Based on the fatty acid composition and stable carbon isotope ratios in tissues of S. thermophilus found on the Mariana Arc, there is evidence that the fish ingest material that originated in the photic zone. At Daikoku seamounts, fatty acid composition of S. thermophilus suggest that food webs were more based on chemosynthesis than at other seamounts in the Mariana Arc.

The diet of S. thermophilus varies significantly from seamount to seamount, with the only constant being polychaete worms, which are most important for individuals on Daikoku and Volcano-1 Seamounts. Other populations feed predominantly on crustaceans; the main prey item of S. thermophilus on the Nikko Seamount is the alvinocaridid shrimp Opaepele loihi, and on the Kasuga-2 Seamount they eat mostly palaemonid shrimp. The fish at these sites appear to be "sit and wait" predators, preying on slow-moving shrimp that wander too close. By contrast, the fish at the Daikoku Seamount seem to be more active, opportunistic foragers; they do not eat many crustaceans and have been observed scavenging on dying fish that fall to the bottom after coming into contact with the volcanic plumes. Snails and sponge spicules have also been found in the stomachs of a few individuals, and in captivity they are known to consume any food offered to them. The large numbers of S. thermophilus found on sulfur crusts where there are no obvious prey items may feed directly on filaments of chemosynthetic bacteria. If so, this would represent a hitherto unknown behavior for vent fish species.

===Reproduction and development===
Reproduction is oviparous, with females releasing buoyant eggs measuring 0.9 mm in diameter. The developmental speed of the eggs decreases with temperature: they hatch in one day at 26 °C, in 3 days at 20 °C, and in 14 days at 12 °C. The newly hatched fry are initially sustained by a yolk sac, and have a completely developed mouth, eyes, and digestive system by 7 days of age. The migration of the eyes begins after 30 days.

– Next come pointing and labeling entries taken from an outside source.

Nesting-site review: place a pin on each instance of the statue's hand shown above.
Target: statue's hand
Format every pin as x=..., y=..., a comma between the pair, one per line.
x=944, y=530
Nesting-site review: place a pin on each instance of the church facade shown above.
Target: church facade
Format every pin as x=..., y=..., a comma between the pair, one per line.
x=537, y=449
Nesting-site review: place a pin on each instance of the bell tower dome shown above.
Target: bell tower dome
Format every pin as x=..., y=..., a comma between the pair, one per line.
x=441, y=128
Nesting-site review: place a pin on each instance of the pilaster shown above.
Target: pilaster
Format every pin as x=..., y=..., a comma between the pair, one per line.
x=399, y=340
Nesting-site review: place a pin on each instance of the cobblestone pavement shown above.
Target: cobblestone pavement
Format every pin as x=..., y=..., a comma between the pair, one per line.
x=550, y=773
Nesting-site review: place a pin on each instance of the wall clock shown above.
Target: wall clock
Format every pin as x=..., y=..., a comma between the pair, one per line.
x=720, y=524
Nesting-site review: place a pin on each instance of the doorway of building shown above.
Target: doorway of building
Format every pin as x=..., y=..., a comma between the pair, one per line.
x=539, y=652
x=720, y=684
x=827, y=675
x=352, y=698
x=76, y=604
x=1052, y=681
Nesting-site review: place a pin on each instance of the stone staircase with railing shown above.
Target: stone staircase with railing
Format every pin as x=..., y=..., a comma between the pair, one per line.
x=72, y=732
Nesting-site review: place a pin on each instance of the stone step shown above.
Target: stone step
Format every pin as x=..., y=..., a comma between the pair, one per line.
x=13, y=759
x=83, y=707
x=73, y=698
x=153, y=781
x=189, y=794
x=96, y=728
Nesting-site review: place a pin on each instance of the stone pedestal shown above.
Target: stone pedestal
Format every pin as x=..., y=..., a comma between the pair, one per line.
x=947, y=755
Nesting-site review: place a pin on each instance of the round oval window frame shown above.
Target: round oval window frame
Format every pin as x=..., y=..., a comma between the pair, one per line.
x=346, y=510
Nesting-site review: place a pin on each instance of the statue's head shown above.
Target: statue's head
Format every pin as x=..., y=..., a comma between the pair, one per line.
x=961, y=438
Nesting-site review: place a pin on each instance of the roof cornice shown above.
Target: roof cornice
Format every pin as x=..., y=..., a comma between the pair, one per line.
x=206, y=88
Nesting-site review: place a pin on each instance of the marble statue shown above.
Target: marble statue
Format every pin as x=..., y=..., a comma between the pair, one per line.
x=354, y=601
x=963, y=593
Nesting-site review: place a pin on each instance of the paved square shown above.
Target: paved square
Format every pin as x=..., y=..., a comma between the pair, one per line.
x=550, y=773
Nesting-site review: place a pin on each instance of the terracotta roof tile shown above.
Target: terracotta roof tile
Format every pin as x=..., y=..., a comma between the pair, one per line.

Compared to other flatfish, S. thermophilus is slow-growing and long-lived, with a lifespan upwards of 10 years. Growth differs between populations, due to availability of food and consequent activity level. Over half their growth in length is accomplished in the first three years, with the growth rate slowing down afterwards. Both sexes likely attain sexual maturity at around 4.4 cm long and one year of age.